On April 13, 2023, NCR Corporation confirmed that their Aloha Point of Sale (POS) platform was the target of a ransomware attack. Aloha POS is used in hospitality services and the outage has impacted a subset of their hospitality customers. The attack was claimed by the BlackCat/ALPHV gang, one of the most significant ransomware operations active at this time, responsible for hundreds of attacks worldwide. In this exclusive news coverage, we will dive into the details of this attack, its impact, and the reasoning behind it.

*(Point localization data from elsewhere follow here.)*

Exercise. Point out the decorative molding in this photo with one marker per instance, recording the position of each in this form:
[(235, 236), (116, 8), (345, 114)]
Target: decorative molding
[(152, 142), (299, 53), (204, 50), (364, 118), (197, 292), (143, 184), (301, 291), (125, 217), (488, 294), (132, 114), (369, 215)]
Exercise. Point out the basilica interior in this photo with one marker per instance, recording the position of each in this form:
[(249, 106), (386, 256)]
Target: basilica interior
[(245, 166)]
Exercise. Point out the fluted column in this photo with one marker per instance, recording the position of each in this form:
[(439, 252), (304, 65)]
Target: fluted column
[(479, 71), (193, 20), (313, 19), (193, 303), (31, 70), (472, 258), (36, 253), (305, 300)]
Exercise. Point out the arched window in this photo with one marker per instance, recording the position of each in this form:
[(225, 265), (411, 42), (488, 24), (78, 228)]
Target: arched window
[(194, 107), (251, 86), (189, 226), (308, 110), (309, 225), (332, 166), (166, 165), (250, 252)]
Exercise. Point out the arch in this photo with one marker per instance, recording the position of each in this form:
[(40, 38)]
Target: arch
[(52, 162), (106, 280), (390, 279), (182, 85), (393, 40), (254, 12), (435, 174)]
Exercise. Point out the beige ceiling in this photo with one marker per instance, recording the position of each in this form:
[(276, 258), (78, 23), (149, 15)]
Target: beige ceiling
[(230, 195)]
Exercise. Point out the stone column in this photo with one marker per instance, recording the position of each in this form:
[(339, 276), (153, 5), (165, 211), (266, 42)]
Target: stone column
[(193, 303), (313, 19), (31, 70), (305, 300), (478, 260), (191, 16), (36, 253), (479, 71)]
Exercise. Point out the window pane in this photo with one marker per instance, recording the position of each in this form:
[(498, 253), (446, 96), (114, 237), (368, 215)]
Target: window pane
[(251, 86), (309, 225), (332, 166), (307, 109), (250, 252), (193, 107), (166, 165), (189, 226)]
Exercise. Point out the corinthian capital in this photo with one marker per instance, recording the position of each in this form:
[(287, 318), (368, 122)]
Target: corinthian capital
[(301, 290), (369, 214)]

What is NCR Corporation and Aloha POS?

NCR Corporation is an American software and technology consulting company that provides digital banking, POS system, and payment processing solutions for restaurants, businesses, and retailers. One of their products, the Aloha POS platform, is used in hospitality services and has been affected by the recent ransomware attack.

Details of the Ransomware Attack

The Aloha POS platform has suffered an outage since Wednesday, with customers unable to utilize the system. NCR initially remained silent on the cause of the outage, but after days of investigation, it was revealed that the outage was the result of a ransomware attack on data centers used to power the Aloha POS platform. The outage has impacted a subset of their hospitality customers and only a "limited number of ancillary Aloha applications."

BlackCat/ALPHV Gang Claims Responsibility

The BlackCat/ALPHV gang claimed responsibility for the ransomware attack on NCR's Aloha POS platform. While NCR did not confirm which ransomware operation was behind the attack, cybersecurity researcher Dominic Alivieri spotted a short-lived post on the BlackCat/ALPHV ransomware gang's data leak site where the threat actors claimed responsibility. The post also included a snippet of the negotiation chat conversation between an alleged NCR representative and the ransomware gang.

Aloha Reflects on AlphV/BlackCat's Data Leak Site

Impact of the Ransomware Attack

Aloha POS customers have shared on Reddit that the outage has caused significant issues in their business operations. Some customers are concerned about making payroll on time for their employees, with different customers recommending that data be pulled manually from the data files until the outage is over. The threat actors claimed to have stolen credentials for NCR's customers and stated that they would be published if a ransom was not paid.

What Goes Behind the Attack

It is unclear why the BlackCat/ALPHV gang targeted NCR's Aloha POS platform. However, outages caused by cyberattacks like these tend to take quite a bit of time to resolve in a secure manner. It is also unclear whether NCR will negotiate with the ransomware gang or if they will take steps to recover the stolen credentials and data.